Mead isn’t the only one to insist Wyoming knows best on energy policy for our neighbors. Wyoming’s congressional delegation, and at least one Wyoming newspaper editorial board, have made impassioned protests against a number of federal and congressional measures that attempt to take into account the pollution from coal and other fossil fuels that take place both outside and — gasp! — inside Wyoming’s borders.
For example, how dare environmentalists, community leaders and elected officials in the Pacific Northwest meddle with Wyoming’s hand-in-hand alliance with Peabody Energy, Arch Coal and Alpha Natural Resources to ship Cowboy coal to China!? Earlier this month, Wyoming congressional Sens. Barrasso and Enzi co-signed a letter to Secretary of the Army John McHugh and Secretary of the Interior Ken Salazar seeking to block an expanded environmental review of new facilities to export Powder River Basin coal.
They asked, why should Asian-bound American coal undergo a “climate change litmus test” when nothing similar is required of Caterpillar dozers or Boeing planes? A better question, I believe, is why should Pacific Northwest citizens be denied the public process provided under the National Environmental Policy Act, which allows public participation to consider the site-specific — as well as the cumulative — impacts of dust, spills, transport emissions and other aspects of large-scale PRB coal exports never envisioned under current planning documents?
These issues are much larger than Wyoming’s own interests. A lot of people are concerned, and ought to be, and anyone purporting to institute a “national energy policy” should take them into account. There is the international community, for instance, which has begged the U.S. to resume leadership on climate change.
“We can’t address climate change without the U.S. … They’re making us abandon principles we don’t want to abandon,” Lili Fuhr, head of international climate policy department for the Heinrich Boll Stiftung, told WyoFile in 2010.
If you’re disappointed that President Obama failed to enact a comprehensive national energy policy in 3.5 years, just consider what’s happened in Wyoming over the past 40 years. Wyoming has failed, for four decades, to diversify its economy to sustain itself beyond a full-throttle dig-drill-and-burn fossil fuel economy (granted, that’s not an easy task). And the whim of national and international markets jolts Wyoming lawmakers into spotlighting state wages, pensions and social safety-net services.

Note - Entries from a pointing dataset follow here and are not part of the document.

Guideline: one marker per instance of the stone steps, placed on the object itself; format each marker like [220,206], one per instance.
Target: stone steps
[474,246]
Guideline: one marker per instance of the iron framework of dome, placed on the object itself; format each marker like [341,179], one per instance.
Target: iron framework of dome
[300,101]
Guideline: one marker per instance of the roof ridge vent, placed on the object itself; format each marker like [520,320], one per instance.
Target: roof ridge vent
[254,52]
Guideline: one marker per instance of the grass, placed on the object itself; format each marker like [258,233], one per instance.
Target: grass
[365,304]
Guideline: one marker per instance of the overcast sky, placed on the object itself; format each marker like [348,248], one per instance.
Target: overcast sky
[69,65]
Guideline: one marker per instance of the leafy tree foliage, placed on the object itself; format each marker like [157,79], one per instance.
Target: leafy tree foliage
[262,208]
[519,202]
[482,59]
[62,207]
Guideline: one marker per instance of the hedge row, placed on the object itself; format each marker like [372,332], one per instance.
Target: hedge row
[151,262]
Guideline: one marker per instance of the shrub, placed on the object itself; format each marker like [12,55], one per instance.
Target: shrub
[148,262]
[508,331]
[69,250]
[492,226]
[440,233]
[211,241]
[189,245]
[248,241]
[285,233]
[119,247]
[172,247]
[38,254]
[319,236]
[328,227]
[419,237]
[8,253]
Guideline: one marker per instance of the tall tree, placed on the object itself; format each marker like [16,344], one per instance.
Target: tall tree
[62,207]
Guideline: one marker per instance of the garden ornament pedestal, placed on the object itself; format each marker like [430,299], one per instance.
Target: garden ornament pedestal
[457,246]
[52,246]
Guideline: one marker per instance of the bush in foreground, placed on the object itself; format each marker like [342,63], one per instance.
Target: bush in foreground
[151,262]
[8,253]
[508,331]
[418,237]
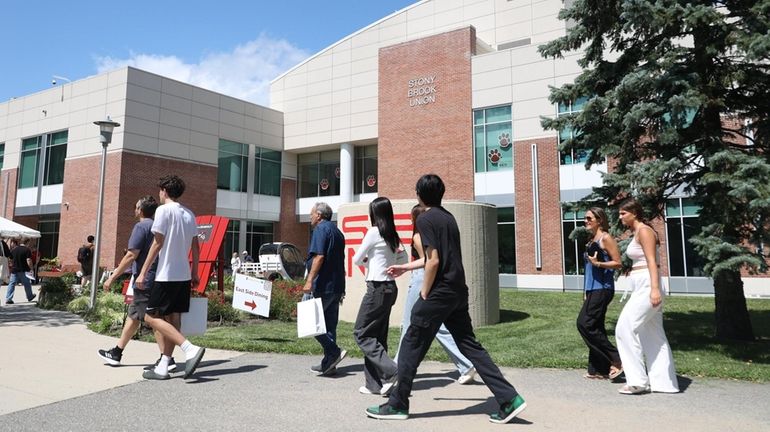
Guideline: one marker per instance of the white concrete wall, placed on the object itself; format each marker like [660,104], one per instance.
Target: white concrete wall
[332,97]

It’s one heck of a way to run a rodeo.
Remember the $400,000 in Wyoming taxpayer dollars we spent on the Western States Energy and Environment Symposium in 2009? It was the brainchild of then House Speaker Colin Simpson (R-Cody) and Rep. Tom Lubnau (R-Gillette), and out of that effort we got the Energy Producing States Coalition — a boondoggle born from the inability to understand that Americans don’t like to be pushed around by some OPEC-styled self-interest group.

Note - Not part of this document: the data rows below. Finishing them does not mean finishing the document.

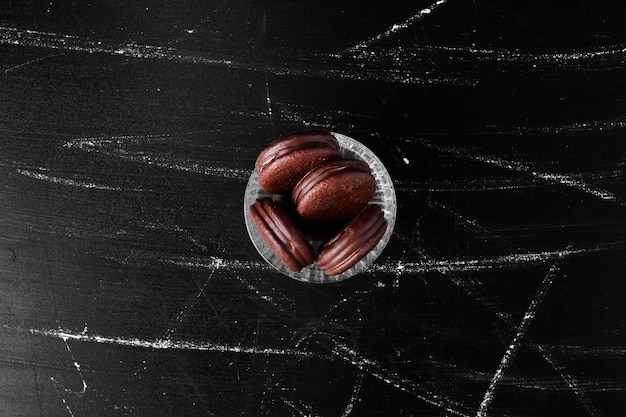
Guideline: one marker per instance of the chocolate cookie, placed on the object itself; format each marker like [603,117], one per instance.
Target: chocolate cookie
[285,161]
[353,242]
[281,234]
[334,191]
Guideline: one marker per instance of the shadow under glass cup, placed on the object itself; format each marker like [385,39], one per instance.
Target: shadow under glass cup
[384,197]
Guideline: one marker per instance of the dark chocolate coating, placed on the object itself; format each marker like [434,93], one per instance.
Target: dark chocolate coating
[334,191]
[285,161]
[281,234]
[353,242]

Wyoming and our fellow western states have much to offer the nation in terms of a wide energy portfolio and sound know-how in resource management. Unfortunately, a lot of serious folks are being drowned out by a political chatter that insists the rest of the world must endure the dust, the toxins and the effects of climate-warming greenhouse gases from Wyoming coal, oil and natural gas simply because, hey, it’s the backbone of Wyoming’s revenue and we don’t have an economic Plan B.